I look at the words with a weird feeling, realizing that at some point real lasting emotional and mental wellness may overtake me – will I stop writing? I mean, stop writing this, here, a blog about feeling my way through life’s chaos and damage in the relative darkness, and hoping to improve on my experience ever so slightly, in increments, over time, using borrowed wisdom, meditation, and mindfulness practices? Will I have anything to say, generally? Will I, instead, seek to enjoy my contentment silently as life’s evening light fades gently over time?

…I burst out laughing out loud when I realize I’m basically wondering what the future holds. lol Definitely a question for which I have no answers. The future is… out there somewhere, as yet unformed, to be built on a matrix of my choices and yours, and coincidence and circumstances, and tricks of our thinking, filtered through what we think we understand. Yeah. I have nothing for that one besides the awareness that if I’m fortunate, I’ll get to see it. 😀 What happens after that? I’m no help there either. I don’t know at all. Maybe we begin again? 😉

I’ve been in pain most of the weekend. Most of the day. Not struggling with it, you understand, just aware of it, in the background, an occasional and persistent distraction, something to be dismissed, acknowledged, dismissed again. The day wore on. The pain wears me down.

There is more to my experience than the pain I am in.

It’s harder to be aware of hurting when I’m distracted by the antics of my squirrel neighbors. I spent a merry time doing that, instead of hurting. 🙂 Totally worth it.

Later, tickled by a brief back and forth exchange with my Traveling Partner, I reached for my headphones and lost myself in music. More time passes during which I don’t really notice any moment of hurting. Relief doesn’t always require a prescription. My results vary. There are definitely verbs involved.

I feel myself smiling, thinking back over the very pleasant, restful weekend – is it already Sunday? Damn. Work tomorrow. I think about the exceptional chocolate I tried this weekend and pause to send a surprise treat “home” to be shared (seriously, so good). The weekend feels more complete having found some way to share this pleasant detail.

My neighbors aren’t home this evening. The bass shakes the floor and I dance into the living room to pick up borrowed buugeng to practice awhile, listening to this music I love. The bass rumbles through my body, and I feel connected to a home a couple hundred miles away, where, most likely, the bass is shaking the house right now, there, too. I smile with my whole self, feeling contented and serene. This is a fine moment right here, I make a point to enjoy it right now.

Tomorrow will be soon enough to begin other projects, another week, a new journey, right now, this moment here is enough. 🙂

Mt McLoughlin, Oregon

I am sitting quietly, looking over the most recent pictures from the most recent trip of the most recent weekend. I’m feeling a bit “homesick”, though my home isn’t yet there, and the future is an unknown. I love the sight of the mountain.

Better than television.

I spend time considering whether I will be fit enough for the hike to the summit this year. It’s a hike I think I’d like to take. It seems the sort of thing for terrifically early in the morning on a long long summer day. My thoughts wander with the pictures.
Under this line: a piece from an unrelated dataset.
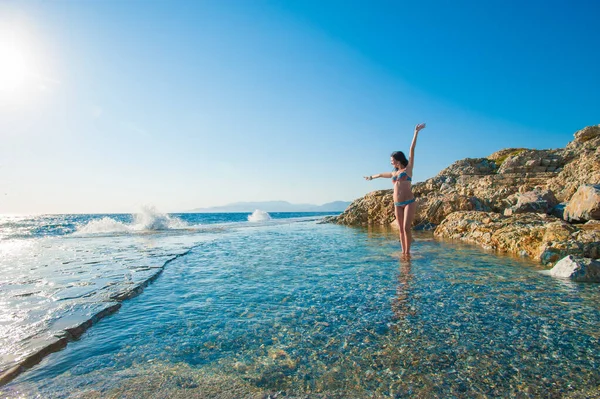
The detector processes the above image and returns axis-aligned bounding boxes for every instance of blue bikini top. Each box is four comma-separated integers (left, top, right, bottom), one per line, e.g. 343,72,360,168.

392,172,412,183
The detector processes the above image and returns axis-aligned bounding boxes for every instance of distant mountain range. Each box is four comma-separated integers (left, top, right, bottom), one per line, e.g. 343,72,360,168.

From just a couple weeks ago.

I hurt a great deal tonight, but I’ve got another doctor’s appointment coming up. Fuck middle age. Fuck aging. Fuck pain. lol I guess I’m fortunate to get to find out how fucked aging is, though. The current alternatives are seriously limited. It’s just harder to enjoy my experience filtered through pain; pain narrows my focus, and shrinks my world. Through discomfort I find myself losing perspective. I’m not mad about it, and I’m not giving myself any shit over it, just aware that I hurt enough to be more focused on that, than not, and likely to be cross or short with people, and maybe a little stupid here or there, just being distracted by pain.

I know the drill. I sigh as I sort it out in my head. Some yoga. Physical therapy. Strength training. A big drink of water. A leisurely hot shower. It’s not a cure for pain, but I’ll feel better – and in treating myself well, taking care of me the best I am able to, and feeling even a bit better, I’ll regain some perspective, and enjoy this experience more.